Один раз Дима открыл Санину тушёнку (тот не возражал) и сожрал всё мясо, а мне отдал жир. Предложил – не хочешь жира?
Жир я не ел, но желатин с детства любил и его схавал. Когда Дима передавал мне банку, то вдруг отдёрнул руку и быстро выдернул из банки вилкой ещё один кусочек говядины, по недосмотру оставленный мне. Он соскользнул у него с сального рта и упал в Димин тапок – в потный, пыльный его тапок. Дима мгновенно вызволил из тапка мясо и со словами (тоже мгновенными): «Ну и что же, всё своё!» – запхал в жадный рот. Мы с Саней тихо охреневали с него, помалкивая.
Иногда Дима начинал плести что-то от безделья: про Чечню, про работу крановщиком, про сиротское детство. В детстве, говорит, с голодухи всю пятерню в рот засовывал. Этому охотно верилось. А вот в то, что пьяный ремонтник с крана упал и не разбился, – с трудом.
Самое неприятное было, когда мать решила порадовать меня и принесла жареную курицу. Дима, увидев меня в коридоре с нею, судорожно пытался что-то сказать, дескать, и мне, и мне, но я сам первый успокоил его, пригласив в столовую. Мы слопали с аппетитом по ножке, остальное по какому-то непозволительно властному, но рассудительному требованию Димы, я послушно убрал в холодильник до обеда, не понимая, что мной манипулируют.
Перед обедом Дима успел сказать мне мимоходом в коридоре: «Остальных не угощай – одни съедим!» – и как-то гадко заржал. Мысль застряла в голове. Целый час я лежал, ходил и думал над мерзким значением этих слов. «Чтобы я, Сеня Крохоборов, да не угостил бы соседей по палате, по столу в столовой? Да в рот вас всех, да что же это за свинство?! Может он проверить меня хочет, может…» Мысли уводили меня в параноидальное русло.
(Всё это было, конечно, до того, как я сопоставил пропажи из холодильника с его походами в тихий час и хрумканьем под одеялом, от того так и удивило).
За обедом Дима сделал хитрый манёвр: он, падло, вытащил цыплёнка будто своего (по крайней мере, все подумали, что это его цыпленок) – стал хавать, дал мне, а когда оставшееся стал убирать для ужина и Олег потянул отчаянно руки в последней надежде, что ему что-то обломиться, – сказал, что это не его – моё. Я даже вспотел, смотря в пристыженные, жалостливые, как у побитой собаки, глаза Олежека – соседа нашего по столу. Оказывается, это не Дима, это я не угостил его. Ведь знал бы он, что курица моя, давно бы уж попросил, и я бы, конечно, не отказал, а он думал, что это Димино и не надеялся на поблажку. Такое вот кулинарное кафкианство приключилось за обедом.

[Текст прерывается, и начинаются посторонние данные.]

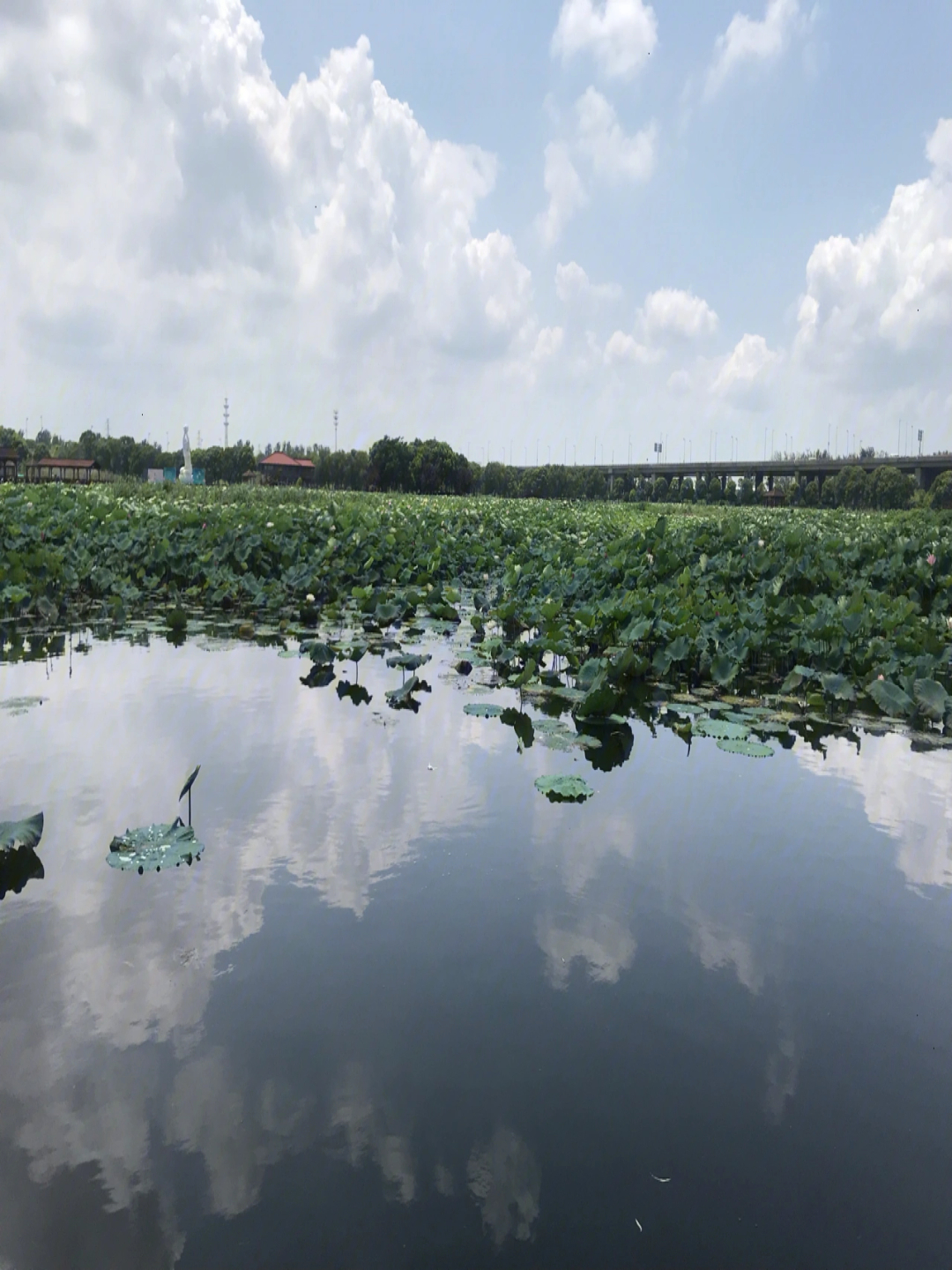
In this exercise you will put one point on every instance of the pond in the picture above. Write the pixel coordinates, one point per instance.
(406, 1011)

Славу богу, другой сотрапезник был преклонных лет мужик, не жадный уже до еды; вынес он это достойно, а вот у Олега текли в постные, пустые щи слюни и, кажется, даже слёзы.
Когда курили в туалете, Дима без зазрения совести рассказывал про разных «крыс» в отделении, которые «пиздят продукты», и особенно про одного таджика, лежавшего здесь когда-то давно (сам Дима-то не первый год в больнице этой родной клиент), который умудрялся ворованное подвешивать под койкой на шнурке. Так он на этом и спалился, когда сестра-хозяйка шваброй задела кусок колбасы обгрызенный.

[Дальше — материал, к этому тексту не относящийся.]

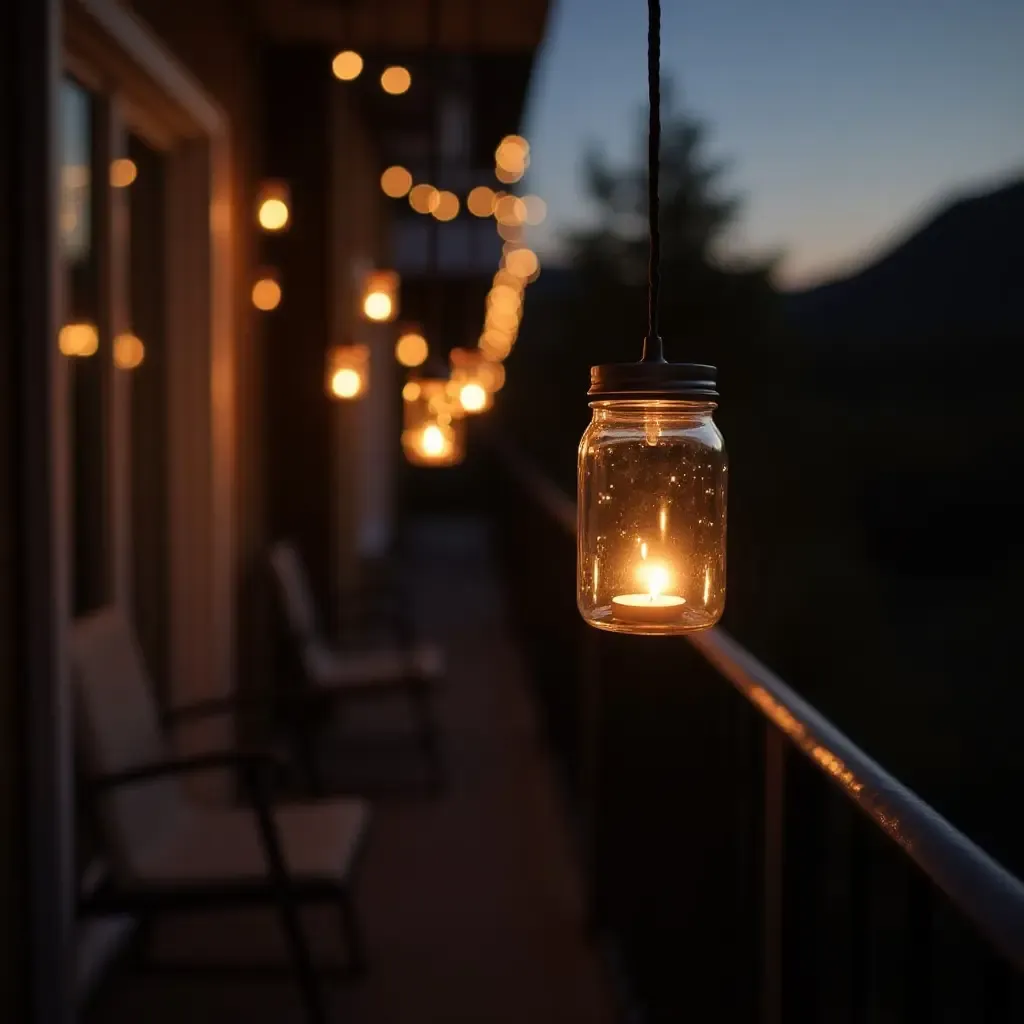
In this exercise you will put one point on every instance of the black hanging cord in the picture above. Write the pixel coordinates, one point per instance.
(652, 348)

Нет, его не покарали соседи: главврач перевёл к психам – пущай у них поворует.
Перед ужином я подошёл к Диме и твердо заявил, что распределение куриного мяса пусть по-прежнему осуществляется им, но делит пусть между тремя: с дедом – хер с ним. Он понимающе кивнул.

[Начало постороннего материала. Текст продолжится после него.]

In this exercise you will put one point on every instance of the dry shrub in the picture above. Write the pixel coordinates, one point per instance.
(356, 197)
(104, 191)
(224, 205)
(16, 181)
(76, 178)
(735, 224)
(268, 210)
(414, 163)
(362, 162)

За ужином Олег проглотил костлявый кусочек курочки, и по лицу его разлилась благодать, а я долго ещё не мог смириться с положением вещей: «Что это за люди?! Да на хрена они ходят тут вообще?! Скелеты, голодранцы! Дайте мне пулемёт, дайте, граждане, я покошу эту сволочь! Проклятая курица, я утопил бы тебя лучше в сортире! Подавиться мне, чтоб ещё раз взял у матери… Сраные ублюдки! Твари!.. Убивать, убивать, убивать!!!»